I've selected "no email" several days ago and double-checked my account email preference settings. Yesterday, I selected "don't subscribe" (which I really did not want to do), and today, I still got an email regarding replies to threads I am subscribed to. I'm coordinating a family reunion for mid-July and I keep thinking I have new correspondence from my siblings, until I open my in-box. These notifications just keep rolling right on through. Am I missing something?

Thanks

Eric


----------



## 5lakes (Jun 3, 2010)

I had to unsubscribe from all the threads I had been automatically subscribed to. After that, I set it to "no email" and "don't subscribe". That's as far as I went. I'm not receiving any emails now, since I'm not subscribed to any threads. Not sure if it just remembers the settings for each subscription regardless of changes after you subscribed to a thread.


----------



## bmudd14474 (Jun 3, 2010)

Eric,

Go to your profile and edit your subscriptions. When your in there you will see a option of how often to get notified and one of the options is "site only no email"  That should solve your issue.


forluvofsmoke said:


> I've selected "no email" several days ago and double-checked my account email preference settings.
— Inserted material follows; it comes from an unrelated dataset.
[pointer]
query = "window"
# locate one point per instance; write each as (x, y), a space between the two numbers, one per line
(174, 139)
Yesterday, I selected "don't subscribe" (which I really did not want to do), and today, I still got an email regarding replies to threads I am subscribed to. I'm coordinating a family reunion for mid-July and I keep thinking I have new correspondence from my siblings, until I open my in-box. These notifications just keep rolling right on through. Am I missing something?
> 
> Thanks
> 
> Eric


----------



## forluvofsmoke (Jun 3, 2010)

Thanks, Brain.

I went through that detail a couple hours ago, so I must have been on the right track. It's the learning curve, just like everything else that's new...

Eric


----------



## garyt (Dec 27, 2012)

thank you


----------